Accusations, Threats, Stalkers and Why I Do This
For the first time last night, I told my parents about the threats that I have received in this work.
It’s not a conversation that I’ve ever wanted to bring up with them, because a mother’s desire to protect her child doesn’t stop when she becomes a grandmother.
Mom’s face drew in as I spoke.
I started at the beginning, with the threats that I had received in the first years of the work, the defamation that I endured and the meeting with an allergist that gave me the courage to move on. He had testified in FDA subcommittee meetings. His face was as white as a ghost when I shared what had happened to me. “You don’t want to mess with this,” he said. Fear came out of his every pore. How could I not tell this story?
As we left his office that day, turning down the hallway to the elevators that led to the lobby of the children’s hospital in which he worked, there were children with cancer everywhere. They were being drawn in little red wagons with rods attached for their IV drips. Like little boats in an ocean. How could I not tell this story? I have to tell this story, I thought, so on I went. Never once, in the nine years since, forgetting the look on that doctor’s face. It was as if he had seen a ghost.
The defamation continued, but so did the downward spiral of the health of one of our boys, so I continued on, like a soldier or a marathon runner, one foot in front of the other, each day as it came, not knowing where the slander would come from next. In 2007, he was hospitalized, and my commitment to the work began at a level that was deeper than anything I had ever known.
Within a year, I was interviewed by a New York Times food writer who said, “You are their worst nightmare.” And the defamation began in earnest when Random House announced that I would be writing a book. Accusations flew from everywhere. I was a “PR whore”, in it for the celebrity, why would anyone listen to a mother?
My mail was tampered with. What were they looking for?
I had earned a full scholarship to business school and graduated as the top woman in my class before working on a team that managed billions in assets as an equity analyst. Just because someone hadn’t bothered to learn my background didn’t mean that it didn’t exist. Every case study in business school, every exam and time spent managing the a fund for the endowment committee still held. I’d done the work. Let them talk .
And then came the threats from Kraft and Burger King. I remember the day I learned of them, sitting in the office of a friend.
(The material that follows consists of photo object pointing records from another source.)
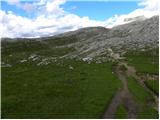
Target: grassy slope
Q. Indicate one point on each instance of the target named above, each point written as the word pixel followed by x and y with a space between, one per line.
pixel 143 99
pixel 145 62
pixel 53 91
pixel 121 112
pixel 153 85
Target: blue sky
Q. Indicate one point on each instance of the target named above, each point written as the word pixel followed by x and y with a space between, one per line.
pixel 93 9
pixel 100 10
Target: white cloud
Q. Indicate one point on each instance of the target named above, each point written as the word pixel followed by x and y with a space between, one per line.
pixel 52 19
pixel 150 8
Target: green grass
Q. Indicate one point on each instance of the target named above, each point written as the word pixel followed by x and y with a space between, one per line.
pixel 53 91
pixel 121 112
pixel 144 62
pixel 153 85
pixel 148 113
pixel 143 98
pixel 140 94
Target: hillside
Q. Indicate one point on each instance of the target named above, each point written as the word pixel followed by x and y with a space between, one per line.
pixel 92 72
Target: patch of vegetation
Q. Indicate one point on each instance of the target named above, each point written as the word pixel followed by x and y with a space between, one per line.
pixel 140 94
pixel 148 113
pixel 55 91
pixel 153 85
pixel 121 112
pixel 143 99
pixel 144 62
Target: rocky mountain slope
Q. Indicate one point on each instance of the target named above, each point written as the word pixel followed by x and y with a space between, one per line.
pixel 96 41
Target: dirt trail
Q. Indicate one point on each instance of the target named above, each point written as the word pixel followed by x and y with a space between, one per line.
pixel 122 97
pixel 132 72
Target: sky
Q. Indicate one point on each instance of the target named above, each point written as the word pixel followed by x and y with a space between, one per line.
pixel 39 18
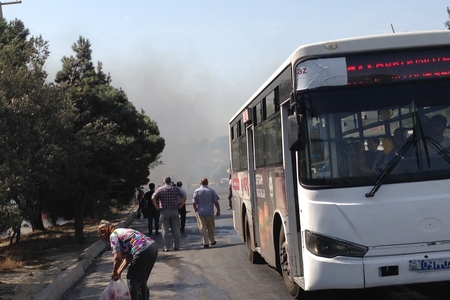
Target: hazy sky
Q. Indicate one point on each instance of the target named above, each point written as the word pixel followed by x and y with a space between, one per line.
pixel 192 64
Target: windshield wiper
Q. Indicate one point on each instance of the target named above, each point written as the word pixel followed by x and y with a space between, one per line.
pixel 398 156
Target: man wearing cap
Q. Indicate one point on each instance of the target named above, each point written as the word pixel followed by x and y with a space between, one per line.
pixel 165 199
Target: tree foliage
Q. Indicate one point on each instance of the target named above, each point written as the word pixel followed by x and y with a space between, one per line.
pixel 69 148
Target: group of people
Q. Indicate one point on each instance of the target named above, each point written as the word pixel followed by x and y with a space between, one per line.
pixel 165 204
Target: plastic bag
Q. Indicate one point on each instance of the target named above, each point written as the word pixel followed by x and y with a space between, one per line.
pixel 116 290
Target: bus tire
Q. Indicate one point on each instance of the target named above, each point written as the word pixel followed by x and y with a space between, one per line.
pixel 293 288
pixel 253 256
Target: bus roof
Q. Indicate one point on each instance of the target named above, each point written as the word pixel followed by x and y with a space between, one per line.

It was in July 2010. I stared across at him, “They know who I am,” I said. He almost laughed. “Yes, they know who you are.”
Terrified didn’t even begin to describe the feeling.
A year later, I delivered a TEDx talk that sent a scientist working at an ag school funded by Monsanto into orbit. And the stalking, defamation and slander continued.
As I told my parents about all of it, I told them about what happens on social media, how I show the children the bullying and use it as a lesson. “Do I believe what these anonymous people say about me? People that may not even be using their real names? People who won’t disclose their background or who funds their work? Or do I believe what I know to be true about the work that I have done, and that for my entire life, I have done the work? As an analyst that covered the food industry, as a business school student and at everything I have ever thrown myself into?”
It’s not even a question.
I told my parents about the Arctic seed vault, the Svalbard Global Seed Vault, on a remote island in the Arctic Circle, that received inaugural shipments of 100 million seeds that originated in over 100 countries, and how it is there to protect seed diversity perhaps as a hedge against genetically engineered foods and the monoculture of soy and corn that it has produced, “with the deposits ranging from unique varieties of major African and Asian food staples such as maize, rice, wheat, cowpea, and sorghum to European and South American varieties of eggplant, lettuce, barley, and potato, the first deposits into the seed vault represent the most comprehensive and diverse collection of food crop seeds being held anywhere in the world.”
“Scary,” was all Mom could say. Here eyes were locked on me. I don’t know if she was talking about what had happened to me or the seed vault.
“Don’t you worry that these stalkers are doing anything they can for attention?” She was talking about me.
I paused, looking her in the eyes but feeling her in my heart.
“Mom, I couldn’t not do this. I learned too much, from scientists who were threatened, about studies that weren’t being done, about what countries around the world were doing to protect children. There was something in that doctor’s eyes back in the Children’s Hospital that first year that showed me what would happen if I turned my back. If I had done nothing, this would have become a cancer in me….
I found love, courage and faith to move through it.”
My grandfather had been a preacher, Mom’s dad, and for some reason in that moment, I thought about the quote from Martin Luther King, Jr.: “Take the first step in faith. You don’t have to see the whole staircase, just take the first step.”
I do this work because I have a dream that my four children will one day live in a nation…where they will have the right to know what is in the food that they are eating as children around the world do.
In order for that to happen, we must have the faith, courage and love to continue on.
This is written in memory of Mark Pittman, an investigative reporter at Bloomberg News, that I met with in 2009.